A poesia é amálgama. Da escuta, oralidade, narrativa. Dos cantos, vozes heroicas e os séculos repletos de geografias e espaços ficcionais. Do objeto, da grafia, do registro tipográfico, do vazio da página. O registro do poema no impresso molda uma visualidade, estabelece a partir do códice uma estrutura, em suma, uma outra espacialidade. Oralidade e visualidade se imbricam. Da colagem, do concreto, do eletrônico. Verbivocovisual, eis a palavra. O poema se move entre sons e visualidades. O corpo do poeta desaparece. A sua voz reaparecerá em outros cistres, trovadores, violas, violeiros, cantadores, repentistas. Como métrica, repete, entoa os séculos em estruturas que começam a moldar outras narrativas. Enquanto o corpo adormece. Uma pedra desce o morro, novamente.

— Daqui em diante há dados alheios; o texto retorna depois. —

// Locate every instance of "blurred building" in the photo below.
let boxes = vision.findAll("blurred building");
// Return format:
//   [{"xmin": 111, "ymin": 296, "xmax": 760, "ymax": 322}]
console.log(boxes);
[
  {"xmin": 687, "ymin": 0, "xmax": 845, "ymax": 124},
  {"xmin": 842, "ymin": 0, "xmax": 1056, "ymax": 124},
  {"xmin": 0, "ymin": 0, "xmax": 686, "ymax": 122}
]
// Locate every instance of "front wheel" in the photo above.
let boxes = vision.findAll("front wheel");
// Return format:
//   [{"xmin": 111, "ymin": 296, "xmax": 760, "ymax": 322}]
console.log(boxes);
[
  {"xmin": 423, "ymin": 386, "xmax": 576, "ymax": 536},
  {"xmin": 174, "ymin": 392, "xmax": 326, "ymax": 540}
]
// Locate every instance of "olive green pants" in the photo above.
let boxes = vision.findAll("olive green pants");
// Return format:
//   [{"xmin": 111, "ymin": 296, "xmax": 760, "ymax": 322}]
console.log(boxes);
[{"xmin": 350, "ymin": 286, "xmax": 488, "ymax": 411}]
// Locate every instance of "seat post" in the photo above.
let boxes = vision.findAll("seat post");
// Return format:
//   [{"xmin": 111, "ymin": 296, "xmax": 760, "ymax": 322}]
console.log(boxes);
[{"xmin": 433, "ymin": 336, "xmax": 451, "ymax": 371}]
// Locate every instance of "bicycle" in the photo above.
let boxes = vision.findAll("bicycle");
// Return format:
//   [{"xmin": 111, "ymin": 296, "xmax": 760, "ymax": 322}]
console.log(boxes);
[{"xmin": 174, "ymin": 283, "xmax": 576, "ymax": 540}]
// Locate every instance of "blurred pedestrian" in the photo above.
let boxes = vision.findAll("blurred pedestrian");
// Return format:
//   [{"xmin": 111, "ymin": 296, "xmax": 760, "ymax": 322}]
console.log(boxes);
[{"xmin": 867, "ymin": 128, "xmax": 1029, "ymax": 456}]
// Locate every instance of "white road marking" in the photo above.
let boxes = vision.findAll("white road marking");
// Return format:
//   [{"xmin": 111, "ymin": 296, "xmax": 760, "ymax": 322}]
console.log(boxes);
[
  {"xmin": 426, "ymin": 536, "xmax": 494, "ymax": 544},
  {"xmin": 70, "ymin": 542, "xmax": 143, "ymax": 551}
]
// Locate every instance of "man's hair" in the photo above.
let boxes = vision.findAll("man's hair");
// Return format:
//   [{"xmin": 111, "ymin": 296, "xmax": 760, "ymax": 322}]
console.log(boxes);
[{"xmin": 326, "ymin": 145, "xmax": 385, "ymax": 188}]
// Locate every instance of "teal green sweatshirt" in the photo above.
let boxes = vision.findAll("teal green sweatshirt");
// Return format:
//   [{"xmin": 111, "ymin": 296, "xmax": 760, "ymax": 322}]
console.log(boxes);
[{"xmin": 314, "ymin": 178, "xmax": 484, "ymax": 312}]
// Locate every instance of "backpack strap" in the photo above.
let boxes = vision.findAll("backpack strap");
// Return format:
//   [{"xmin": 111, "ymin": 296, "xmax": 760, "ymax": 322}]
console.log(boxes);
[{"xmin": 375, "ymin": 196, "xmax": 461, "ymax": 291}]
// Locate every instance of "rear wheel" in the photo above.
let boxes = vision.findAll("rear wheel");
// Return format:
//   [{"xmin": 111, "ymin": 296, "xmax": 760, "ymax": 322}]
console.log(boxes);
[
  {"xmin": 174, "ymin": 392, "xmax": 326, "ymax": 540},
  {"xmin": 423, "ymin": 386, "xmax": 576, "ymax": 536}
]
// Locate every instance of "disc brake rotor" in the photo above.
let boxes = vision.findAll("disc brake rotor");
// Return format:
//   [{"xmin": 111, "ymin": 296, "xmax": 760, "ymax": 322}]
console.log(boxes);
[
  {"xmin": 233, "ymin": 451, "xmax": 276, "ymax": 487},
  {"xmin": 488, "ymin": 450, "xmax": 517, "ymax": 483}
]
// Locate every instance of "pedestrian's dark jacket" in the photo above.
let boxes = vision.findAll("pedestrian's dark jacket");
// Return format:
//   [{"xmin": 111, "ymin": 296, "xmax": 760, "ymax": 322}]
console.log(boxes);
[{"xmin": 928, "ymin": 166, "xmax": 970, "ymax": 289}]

No Brasil, a canção popular vai se configurando de modo que os compositores de canções, ou mesmo somente os letristas, desenvolvem maneiras de fazer da palavra cantada – expressão usada por Caetano Veloso – a sua matéria-prima. Seu chão. Terreno esse repleto de poema e prosa. No entanto, essa prosódia criou um modo MPB, uma referência que em muitos casos acabou limitando a percepção, ou mesmo a potência de outros modos de entonar a palavra. O padrão estético – profundo, vigoroso, rigorosamente inventivo – revelado pelo canto de João Gilberto abriu uma fenda no modo de cantar “poesias”. (Em algumas entrevistas, João se referiu a letras de música como poesias. A poesia da canção, muitas vezes como sinônimo de a letra da canção.) O que criou uma série de imitações, de reverberações de padrões, de modos bossa nova e, posteriormente, MPB de cantar.

Com sorte, essa fenda foi se alargando e pudemos ver/ouvir invenção em cantos tão díspares quanto os presentes na prosódia do funk, do sertanejo, do rap, entre a fala mais ríspida e a entonação melódica, do brega, dos cantos de matriz africana, como os presentes nos grupos Metá Metá e Bongar, ou na experiência de Juçara Marçal com Cadu Tenório no álbum Anganga (quintavant/qtv, 2015), ao reinterpretar vissungos (cantos de trabalho) e cantos do Congado Mineiro.

Ainda há outro movimento da entonação, vinda da experiência mais investigativa-poética do grupo Rumo, e de artistas como Itamar Assumpção e Arrigo Barnabé. Falar é cantar. De outro ponto, a voz de Milton Nascimento, a de Naná Vasconcelos, enquanto voz-corpo, é um modo de falar o canto, expandir a palavra enquanto texto – texto poético, de sentido múltiplo. Falar é cantar, vocalizar é cantar, grunhir, gemer também são formas de cantar. O corpo fala e canta.